Йель тотчас же встретился с Фейсалом, который только что прибыл в Лондон[565]. «Я не приму никакого изменения по поводу военной оккупации Сирии, — сказал эмир. — Если Великобритания выведет войска, я в последний раз обращусь к Соединенным Штатам; и если те откажутся действовать, то вернусь в Сирию, чтобы вести мой народ в вооруженном сопротивлении иностранной оккупации».[566]

С Лоуренсом Йель еще не встречался.[567]

Самое срочное, сказал тот, — добраться до маршала Алленби и Ллойд-Джорджа. Премьер-министр и лорд Керзон уже начинали считать ситуацию в Месопотамии тревожной и сомневались, что англичане сохранят свое положение без крупных войск, если у них не будет поддержки дружественного местного правительства. Лорд Керзон теперь, похоже, склонялся к тому, чтобы поддержать такое правительство; утверждали, что сэра Перси Кокса вызвали в Багдад. Лорд Сесил и сэр Генри Мак-Магон благоприятствовали либеральной политике.

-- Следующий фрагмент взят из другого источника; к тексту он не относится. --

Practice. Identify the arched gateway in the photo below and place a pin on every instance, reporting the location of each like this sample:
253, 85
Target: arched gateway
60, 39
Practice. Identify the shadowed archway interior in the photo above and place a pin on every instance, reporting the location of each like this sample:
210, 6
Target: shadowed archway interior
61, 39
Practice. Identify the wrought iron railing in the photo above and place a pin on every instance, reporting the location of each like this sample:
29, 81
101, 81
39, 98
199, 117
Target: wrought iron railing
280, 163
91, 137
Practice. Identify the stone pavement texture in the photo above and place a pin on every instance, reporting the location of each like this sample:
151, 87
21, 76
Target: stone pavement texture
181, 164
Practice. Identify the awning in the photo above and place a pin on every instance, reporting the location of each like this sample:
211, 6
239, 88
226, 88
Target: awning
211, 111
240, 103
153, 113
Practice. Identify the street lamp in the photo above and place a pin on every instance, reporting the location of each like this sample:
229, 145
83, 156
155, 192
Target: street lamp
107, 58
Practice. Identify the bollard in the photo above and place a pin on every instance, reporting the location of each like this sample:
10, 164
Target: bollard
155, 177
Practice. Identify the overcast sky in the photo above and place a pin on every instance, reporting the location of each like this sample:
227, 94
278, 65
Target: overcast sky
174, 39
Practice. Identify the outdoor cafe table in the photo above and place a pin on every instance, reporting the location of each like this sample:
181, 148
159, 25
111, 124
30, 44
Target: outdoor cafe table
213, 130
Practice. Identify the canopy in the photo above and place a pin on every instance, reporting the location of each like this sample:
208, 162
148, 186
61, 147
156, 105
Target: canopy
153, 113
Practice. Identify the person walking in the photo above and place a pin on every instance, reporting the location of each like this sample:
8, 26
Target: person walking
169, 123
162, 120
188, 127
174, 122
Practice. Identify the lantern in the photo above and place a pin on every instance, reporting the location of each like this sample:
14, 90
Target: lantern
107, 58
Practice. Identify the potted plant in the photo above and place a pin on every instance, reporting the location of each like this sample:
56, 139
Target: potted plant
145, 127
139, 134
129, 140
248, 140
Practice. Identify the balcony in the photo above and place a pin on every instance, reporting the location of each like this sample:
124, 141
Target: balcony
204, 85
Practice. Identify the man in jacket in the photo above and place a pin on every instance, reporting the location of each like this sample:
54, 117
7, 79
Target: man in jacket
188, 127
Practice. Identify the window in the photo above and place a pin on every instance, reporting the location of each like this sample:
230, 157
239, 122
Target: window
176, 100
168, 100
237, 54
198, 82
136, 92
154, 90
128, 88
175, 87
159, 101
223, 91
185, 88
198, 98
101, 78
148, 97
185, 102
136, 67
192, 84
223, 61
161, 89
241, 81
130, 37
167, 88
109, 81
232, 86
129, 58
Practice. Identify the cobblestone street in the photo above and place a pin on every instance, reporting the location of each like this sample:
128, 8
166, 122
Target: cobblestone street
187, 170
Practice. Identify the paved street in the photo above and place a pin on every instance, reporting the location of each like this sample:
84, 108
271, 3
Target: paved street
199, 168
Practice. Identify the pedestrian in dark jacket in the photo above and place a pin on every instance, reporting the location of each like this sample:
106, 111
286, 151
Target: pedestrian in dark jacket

Йель не думал, что у него есть право просить встречи с Алленби, тем более с Ллойд-Джорджем, без полномочий со стороны своего правительства. Было уже 8 октября; и он сомневался, что эти полномочия дошли бы до него перед началом исполнения соглашения Ллойд-Джорджа-Клемансо, назначенным на 1 ноября.

Два дня спустя маршал сам распорядился вызвать Йеля и уверил его в симпатии к «плану, о котором полковник Лоуренс собирался с ним говорить».

И, когда Йеля принял министр обороны, Йель с изумлением узнал, что тот согласился с его планом.

Он поспешно вернулся в Париж: по формуле, выдвинутой Францией, арабское правительство в Месопотамии ставило правительство Фейсала в Сирии вне опасности.

Пересекая Ла-Манш, Лоуренс написал Ллойд-Джорджу:

«Дорогой мистер Ллойд-Джордж!

Должен признаться, в глубине души я всегда думал, что в конце концов вы бросите арабов: так что сейчас я не знаю, как вас благодарить. Все это затрагивает меня лично, потому что во время кампаний я уверял их, что наши обещания сохраняют свою заявленную ценность, и подкреплял их своим словом, насколько оно ценилось. Однако, дав согласие по сирийскому вопросу, вы сдержали все обещания, которые мы дали, и исполнили, возможно, больше, чем они когда-либо заслуживали, и я очень утешен тем, что вышел из этого дела с чистыми руками.

Если когда-нибудь я смогу что-нибудь сделать для вас в ответ, дайте мне об этом знать.

Мое первое выражение благодарности — повиноваться Министерству иностранных дел и Министерству обороны и больше не видеться с Фейсалом».[568]

Расстроенная телеграмма Йеля остановила это письмо.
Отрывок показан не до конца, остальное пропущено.